RR am 03.08.2006 14:16 schrieb:
			
		

> BlackDead am 03.08.2006 10:26 schrieb:
> 
> 
> 
> ...



also auch drausen hast im auch nen regenschirm mitgegeben oder regen mantel falls regnet?


----------



## bsekranker (3. August 2006)

RR am 03.08.2006 14:16 schrieb:
			
		

> BlackDead am 03.08.2006 10:26 schrieb:
> 
> 
> 
> ...




Dann hätte ich mir ja meinen großen Traum erfüllen können - ein Hausbesuch von Rossi...


----------



## grexy14 (3. August 2006)

bsekranker am 03.08.2006 14:21 schrieb:
			
		

> RR am 03.08.2006 14:16 schrieb:
> 
> 
> 
> ...


----------



## annon11 (3. August 2006)

Mh,irgendwie habe ich von der ganzen Aktion gar nicht mitbekommen.   
Obwohl ich mindestens 1 Stunde pro Tag auf dieser Seite verbringe, aber irgendwie immer die angepinten Threads übersehe.   

Es muss weitergehen, damit ich auch mitmachen kann!


----------



## RR (4. August 2006)

annon11 am 03.08.2006 16:15 schrieb:
			
		

> Mh,irgendwie habe ich von der ganzen Aktion gar nicht mitbekommen.
> Obwohl ich mindestens 1 Stunde pro Tag auf dieser Seite verbringe, aber irgendwie immer die angepinten Threads übersehe.
> 
> Es muss weitergehen, damit ich auch mitmachen kann!





Naja.... so kurz wie die Aktion gelaufen ist.....


 :-o


----------



## pgro (4. August 2006)

Ohne sarkastisch wirken zu wollen: Geht es nun endlich mal wieder weiter oder wird gewartet, bis sich das Ergebnis doch noch zum Schlechten wendet?

.
.
.


----------



## RR (4. August 2006)

pgro am 04.08.2006 16:49 schrieb:
			
		

> Ohne sarkastisch wirken zu wollen: Geht es nun endlich mal wieder weiter oder wird gewartet, bis sich das Ergebnis doch noch zum Schlechten wendet?
> 
> .
> .
> .




So wie es aussieht, wird Montag wieder geRRobotet.


----------



## RR (4. August 2006)

pgro am 04.08.2006 16:49 schrieb:
			
		

> Ohne sarkastisch wirken zu wollen: Geht es nun endlich mal wieder weiter oder wird gewartet, bis sich das Ergebnis doch noch zum Schlechten wendet?
> 
> .
> .
> .





Jetzt tut wieder einer so, als ob er der größte Fan des RRobots war und ich, der Böse, ihm seine liebste Freizeutbeschäftigung nehme.

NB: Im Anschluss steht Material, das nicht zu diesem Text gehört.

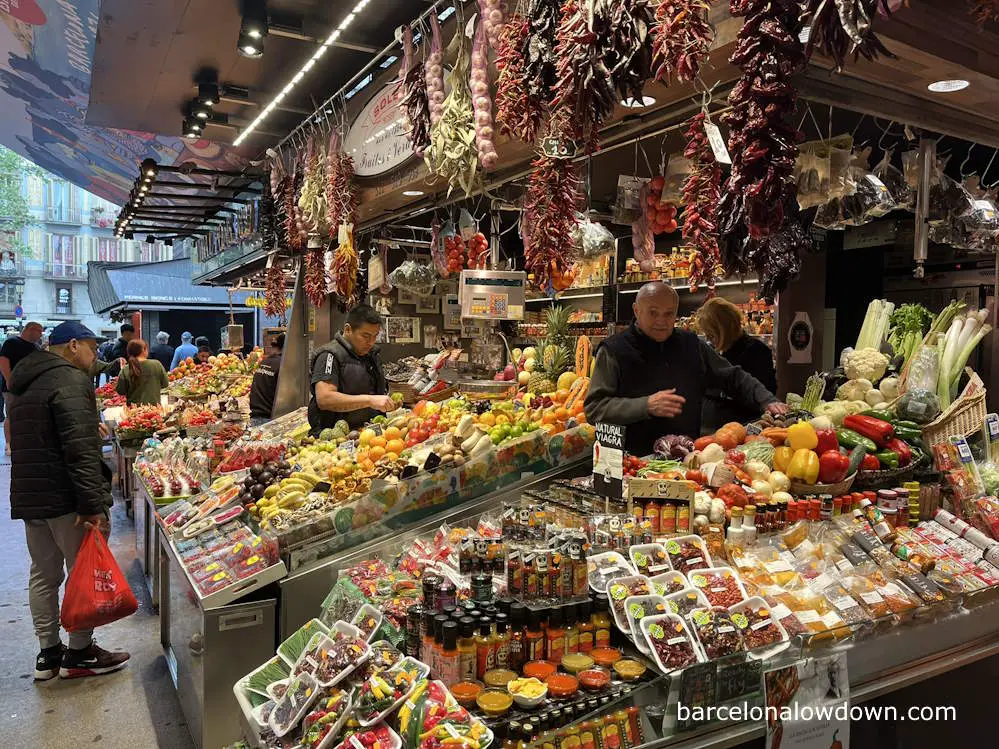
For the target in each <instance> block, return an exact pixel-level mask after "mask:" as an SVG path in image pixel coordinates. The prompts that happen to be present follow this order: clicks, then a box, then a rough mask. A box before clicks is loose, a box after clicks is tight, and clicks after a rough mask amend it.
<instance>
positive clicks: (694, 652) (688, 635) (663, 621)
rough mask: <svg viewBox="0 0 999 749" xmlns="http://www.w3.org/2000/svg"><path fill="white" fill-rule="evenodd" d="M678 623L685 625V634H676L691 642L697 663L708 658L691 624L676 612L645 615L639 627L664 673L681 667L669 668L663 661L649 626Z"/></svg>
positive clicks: (642, 633)
mask: <svg viewBox="0 0 999 749" xmlns="http://www.w3.org/2000/svg"><path fill="white" fill-rule="evenodd" d="M677 623H679V624H680V626H682V627H683V634H682V635H680V634H677V635H674V636H676V637H683V638H684V639H685V640H686V641H687V642H688V643H689V644H690V647H691V648H692V649H693V651H694V657H695V658H696V659H697V660H696V662H697V663H704V662H705V661H706V660H707V658H705V657H704V653H703V652H702V651H701V646H700V644H699V643H698V642H697V637H695V636H694V633H693V631H692V630H691V628H690V626H689V625H688V624H687V623H686V622H685V621H684V620H683V619H681V618H680V617H678V616H677V615H676V614H660V615H658V616H646V617H643V618H642V620H641V621H640V622H639V628H640V629H641V630H642V636H643V637H644V638H645V644H646V646H647V647H648V648H649V652H650V653H651V654H652V657H653V658H654V659H655V661H656V665H657V666H659V670H660V671H662V672H663V673H664V674H666V673H669V672H671V671H677V670H679V669H674V668H668V667H667V666H666V664H664V663H663V662H662V660H661V659H660V657H659V651H657V650H656V649H655V647H653V645H652V640H653V638H652V635H650V634H649V628H650V627H651V626H652V625H654V624H658V625H659V626H661V627H673V626H675V625H676V624H677ZM691 665H693V664H691ZM684 668H686V667H684Z"/></svg>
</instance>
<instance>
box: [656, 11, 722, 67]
mask: <svg viewBox="0 0 999 749" xmlns="http://www.w3.org/2000/svg"><path fill="white" fill-rule="evenodd" d="M709 9H710V5H709V4H708V3H707V2H705V0H663V1H662V2H661V3H660V4H659V7H658V9H657V10H656V19H657V21H658V24H657V25H656V26H655V29H654V30H653V37H654V53H655V57H654V65H655V73H656V78H657V79H659V80H660V81H662V82H663V83H666V84H669V83H672V82H673V81H674V80H677V81H688V82H689V81H693V80H694V79H696V78H697V75H698V73H699V72H700V69H701V63H702V62H704V60H706V59H707V56H708V52H709V50H710V48H711V42H712V40H713V39H714V29H712V28H711V24H710V23H709V22H708V10H709Z"/></svg>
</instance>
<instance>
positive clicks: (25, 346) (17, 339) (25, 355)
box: [0, 322, 45, 455]
mask: <svg viewBox="0 0 999 749" xmlns="http://www.w3.org/2000/svg"><path fill="white" fill-rule="evenodd" d="M44 330H45V329H44V328H43V327H42V326H41V324H40V323H36V322H29V323H28V324H27V325H25V326H24V330H22V331H21V334H20V335H14V336H9V337H8V338H7V340H6V341H4V342H3V346H0V375H3V383H2V385H0V391H2V392H3V399H4V406H5V408H6V409H7V418H6V419H4V422H3V436H4V453H5V454H6V455H10V404H9V402H8V395H9V387H8V385H7V383H9V382H10V373H11V372H12V371H13V369H14V367H16V366H17V363H18V362H19V361H21V360H22V359H24V357H26V356H27V355H28V354H30V353H32V352H33V351H37V350H38V342H39V341H40V340H41V338H42V332H43V331H44Z"/></svg>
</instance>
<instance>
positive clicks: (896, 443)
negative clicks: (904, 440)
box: [885, 437, 912, 468]
mask: <svg viewBox="0 0 999 749" xmlns="http://www.w3.org/2000/svg"><path fill="white" fill-rule="evenodd" d="M885 447H886V448H888V449H889V450H893V451H894V452H896V453H898V467H899V468H904V467H905V466H907V465H909V463H911V462H912V449H911V448H910V447H909V446H908V445H907V444H905V443H904V442H903V441H902V440H900V439H899V438H898V437H892V438H891V439H890V440H888V443H887V444H886V445H885Z"/></svg>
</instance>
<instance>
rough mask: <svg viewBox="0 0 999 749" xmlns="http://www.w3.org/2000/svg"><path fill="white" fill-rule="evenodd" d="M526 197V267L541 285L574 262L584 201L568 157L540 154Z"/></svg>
mask: <svg viewBox="0 0 999 749" xmlns="http://www.w3.org/2000/svg"><path fill="white" fill-rule="evenodd" d="M532 166H533V167H534V171H533V172H531V177H530V180H529V181H528V185H527V195H526V196H525V199H524V214H525V215H524V220H525V223H526V224H527V231H526V232H525V237H524V257H525V260H526V262H525V267H526V268H527V271H528V272H529V273H533V274H534V280H535V283H537V284H538V286H540V287H541V288H548V287H551V286H552V279H553V278H554V277H557V276H560V275H563V274H565V273H566V272H568V270H569V266H570V265H571V264H572V256H571V251H572V232H573V229H574V228H575V226H576V217H575V212H576V211H577V210H578V207H579V205H580V204H581V202H582V195H581V194H580V181H579V177H578V175H577V174H576V170H575V167H574V166H573V164H572V162H571V161H569V160H568V159H554V158H551V157H549V156H538V157H537V158H536V159H535V160H534V161H533V162H532Z"/></svg>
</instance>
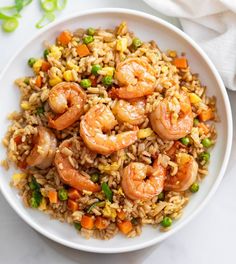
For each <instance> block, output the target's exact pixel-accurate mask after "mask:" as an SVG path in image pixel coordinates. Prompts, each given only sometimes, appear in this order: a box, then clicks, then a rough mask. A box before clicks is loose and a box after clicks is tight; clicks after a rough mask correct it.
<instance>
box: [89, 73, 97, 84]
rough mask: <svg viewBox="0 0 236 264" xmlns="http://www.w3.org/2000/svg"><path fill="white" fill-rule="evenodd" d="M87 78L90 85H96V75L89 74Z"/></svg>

Hast du eigentlich je mitgespielt?


----------



## pgro (4. August 2006)

Gut erkannt. Ja, das habe ich. Ich wurde sogar zweimal gezogen. 
Ha!


----------



## Fedora (6. August 2006)

Huhu, da! Ja, doch - mich gibt es auch noch. 

Ich wollt mal anmerken, dass ich den RRobot von der Idee her richtig klasse finde. Hab am Anfang sogar ein ganzes Mal was eingeschickt (aber wurde nicht gezogen*schnüff*).

Das Problem (bei mir) ist, dass ich nicht jeden Tag reinschaue - und obwohl ich schonmal in den Räumlichkeiten war, hab ich nach ner Zeit den Überblick verloren. Also hab ich mir die lustigen Bilder angeschaut, aber jetzt jeden einzelnen Zug nachzuvollziehen war mir dann auch zu viel Arbeit.

Wie wärs, wenn der RRobot ein neues Tool erhält, das den gegangenen Weg aufzeichnet (also nicht von vornherein ne komplette Karte, sondern, eine Aufzeichnung des Weges, die jeden Tag um ein paar Striche erweitert wird) und unter "aktueller Stand" sagen wir, im ersten Beitrag immer verlinkt wird. (Von mir aus auch einmal die Woche aktualisiert, das tut's ja vlt. auch.)
(Alternativ eine ganz einfache Auflistung aller Bewegungszüge, macht ja weniger Arbeit. - Hauptsache _gesammelte_ Info.)
Dann findet nämlich auch mal ein Neuling rein oder jemand der nur hin und wieder reinschaut. Dann werden nicht so viele Wege doppelt abgelaufen.
Ansonsten ist es ja klar, dass es weniger wird, denn so wies grad läuft, kommt ja nie (selten) ein neuer hinzu.

Liebe Grüße
Fedora


----------



## jongerg (6. August 2006)

RR am 04.08.2006 16:59 schrieb:
			
		

> So wie es aussieht, wird Montag wieder geRRobotet.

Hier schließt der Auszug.